MARCH 2021

The Prophet Muhammad Meets the Angels

In 2018, The David Collection organised The Human Figure in Islamic Art: Holy Men, Princes, and Commoners. This 15th-century album leaf shows the Prophet meeting the Angels with 10,000 wings and the Angel with four heads by Sultan Ali.

Most people believe that it is forbidden to depict human figures in Islamic art, or at least images of the Prophet Muhammad. As Kjeld von Folsach, Director of the David Collection, Copenhagen, wrote about this exhibition: β€˜This is not correct, though it can be considered a qualified truth. It is correct that in many religious contexts there was and still is a reluctance or caution, with regard to figurative renditions… Muslim views of this have changed throughout the ages and can vary according to different geographical locations, and in different strata of society.
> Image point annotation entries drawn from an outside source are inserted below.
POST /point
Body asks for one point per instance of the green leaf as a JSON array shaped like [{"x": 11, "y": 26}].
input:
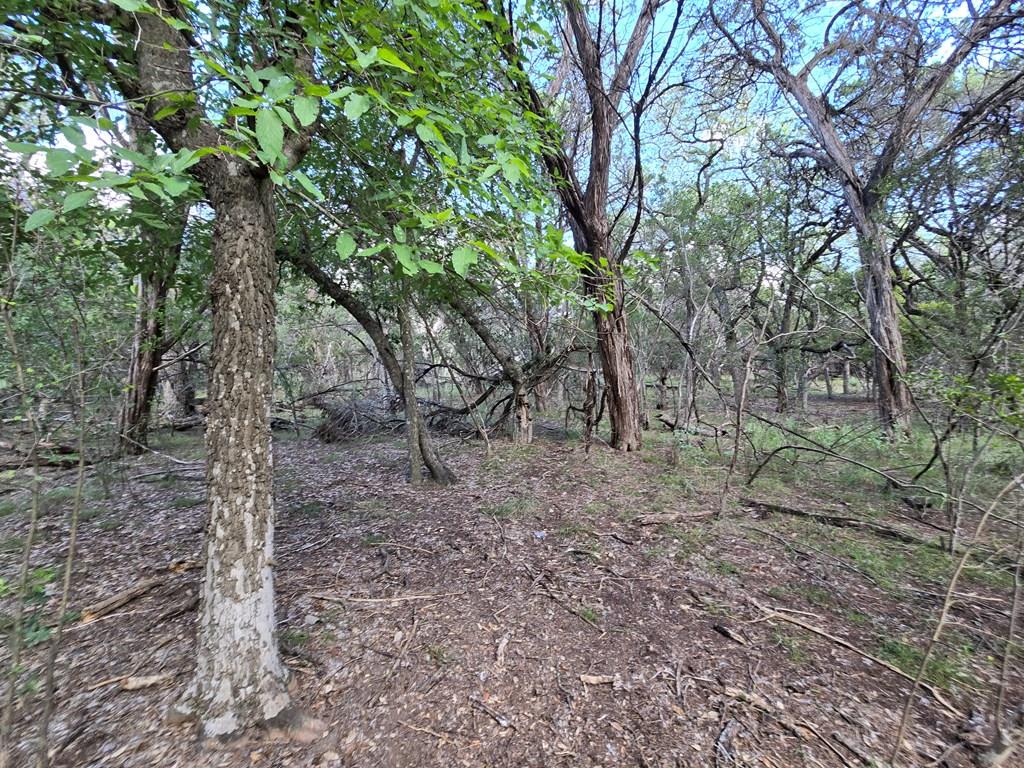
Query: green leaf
[
  {"x": 427, "y": 132},
  {"x": 308, "y": 185},
  {"x": 286, "y": 118},
  {"x": 166, "y": 112},
  {"x": 24, "y": 148},
  {"x": 269, "y": 133},
  {"x": 58, "y": 162},
  {"x": 175, "y": 185},
  {"x": 39, "y": 218},
  {"x": 462, "y": 258},
  {"x": 345, "y": 246},
  {"x": 356, "y": 105},
  {"x": 74, "y": 134},
  {"x": 388, "y": 56},
  {"x": 404, "y": 256},
  {"x": 77, "y": 200},
  {"x": 368, "y": 58},
  {"x": 306, "y": 109}
]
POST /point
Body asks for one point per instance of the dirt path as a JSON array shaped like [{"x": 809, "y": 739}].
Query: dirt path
[{"x": 549, "y": 610}]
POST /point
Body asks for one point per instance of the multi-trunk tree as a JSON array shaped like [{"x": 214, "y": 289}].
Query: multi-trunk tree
[{"x": 863, "y": 96}]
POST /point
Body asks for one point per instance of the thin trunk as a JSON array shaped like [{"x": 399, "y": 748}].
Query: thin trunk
[
  {"x": 179, "y": 391},
  {"x": 147, "y": 347},
  {"x": 240, "y": 679},
  {"x": 883, "y": 313},
  {"x": 409, "y": 392},
  {"x": 442, "y": 475},
  {"x": 613, "y": 344},
  {"x": 522, "y": 430}
]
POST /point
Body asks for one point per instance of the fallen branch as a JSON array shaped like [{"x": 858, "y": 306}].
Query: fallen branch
[
  {"x": 842, "y": 522},
  {"x": 771, "y": 613},
  {"x": 397, "y": 598},
  {"x": 97, "y": 610}
]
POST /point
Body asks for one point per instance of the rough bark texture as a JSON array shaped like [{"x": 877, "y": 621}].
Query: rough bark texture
[
  {"x": 179, "y": 391},
  {"x": 620, "y": 376},
  {"x": 883, "y": 312},
  {"x": 240, "y": 679},
  {"x": 587, "y": 207},
  {"x": 409, "y": 394},
  {"x": 146, "y": 350},
  {"x": 440, "y": 472},
  {"x": 864, "y": 183}
]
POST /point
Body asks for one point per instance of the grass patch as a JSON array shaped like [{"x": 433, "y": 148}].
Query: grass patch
[
  {"x": 185, "y": 502},
  {"x": 311, "y": 508},
  {"x": 945, "y": 668},
  {"x": 576, "y": 529},
  {"x": 725, "y": 567},
  {"x": 589, "y": 613},
  {"x": 438, "y": 654},
  {"x": 512, "y": 508}
]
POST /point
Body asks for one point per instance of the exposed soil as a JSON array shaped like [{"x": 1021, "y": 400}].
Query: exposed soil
[{"x": 551, "y": 609}]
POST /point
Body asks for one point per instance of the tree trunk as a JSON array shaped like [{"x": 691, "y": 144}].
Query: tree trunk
[
  {"x": 409, "y": 392},
  {"x": 522, "y": 425},
  {"x": 803, "y": 388},
  {"x": 240, "y": 679},
  {"x": 883, "y": 314},
  {"x": 613, "y": 343},
  {"x": 179, "y": 391},
  {"x": 146, "y": 350},
  {"x": 662, "y": 388},
  {"x": 353, "y": 305}
]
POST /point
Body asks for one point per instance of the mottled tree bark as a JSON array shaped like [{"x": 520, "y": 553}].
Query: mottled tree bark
[
  {"x": 440, "y": 472},
  {"x": 240, "y": 679},
  {"x": 146, "y": 350},
  {"x": 883, "y": 313},
  {"x": 409, "y": 392}
]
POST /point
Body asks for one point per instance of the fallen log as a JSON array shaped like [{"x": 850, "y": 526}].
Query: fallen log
[{"x": 109, "y": 605}]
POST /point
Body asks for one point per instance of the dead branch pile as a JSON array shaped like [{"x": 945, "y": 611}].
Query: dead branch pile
[{"x": 345, "y": 420}]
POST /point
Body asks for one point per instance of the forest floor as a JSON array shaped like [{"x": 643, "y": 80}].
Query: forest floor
[{"x": 553, "y": 608}]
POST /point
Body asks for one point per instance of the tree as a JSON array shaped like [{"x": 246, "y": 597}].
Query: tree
[
  {"x": 890, "y": 69},
  {"x": 587, "y": 205},
  {"x": 240, "y": 679}
]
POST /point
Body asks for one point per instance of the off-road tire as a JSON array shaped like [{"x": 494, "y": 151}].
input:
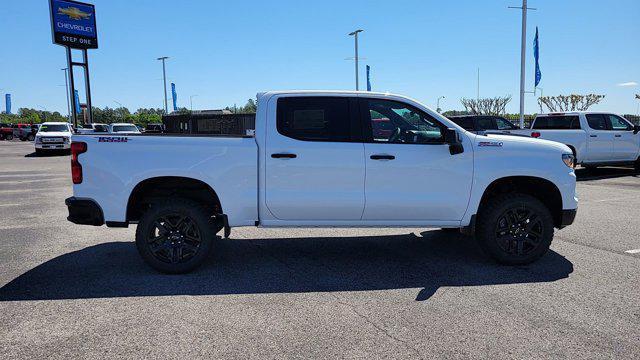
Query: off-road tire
[
  {"x": 493, "y": 212},
  {"x": 199, "y": 217}
]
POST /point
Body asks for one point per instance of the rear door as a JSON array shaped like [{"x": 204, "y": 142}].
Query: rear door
[
  {"x": 599, "y": 140},
  {"x": 625, "y": 142},
  {"x": 314, "y": 159},
  {"x": 411, "y": 175}
]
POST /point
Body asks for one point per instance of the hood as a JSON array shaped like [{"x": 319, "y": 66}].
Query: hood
[
  {"x": 54, "y": 134},
  {"x": 520, "y": 143}
]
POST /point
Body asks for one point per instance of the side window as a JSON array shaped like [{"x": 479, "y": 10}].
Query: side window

While some Muslims have criticised and destroyed human depictions, believing them to be idols, other have from the very beginning of the Islamic era, commissioned works of art with human figures as an essential element.’

The exhibition focused on this highly debateable subject with 75 works from the David Collections’ masterpieces created up to about 1850, all of them featuring in different ways human figures in Islamic art. A catalogue accompanied the exhibition.

The Prophet Muhammad Meets the Angel with 10,000 Wings & the Angel with Four Heads by Sultan Ali. Miniature from a copy of al-Sarah’s Nahj al-faradis (The Paths of Paradise) Herat, Iran, circa 1465, album leaf 40.8 x 30cm, The David Collection, Copenhagen, Denmark.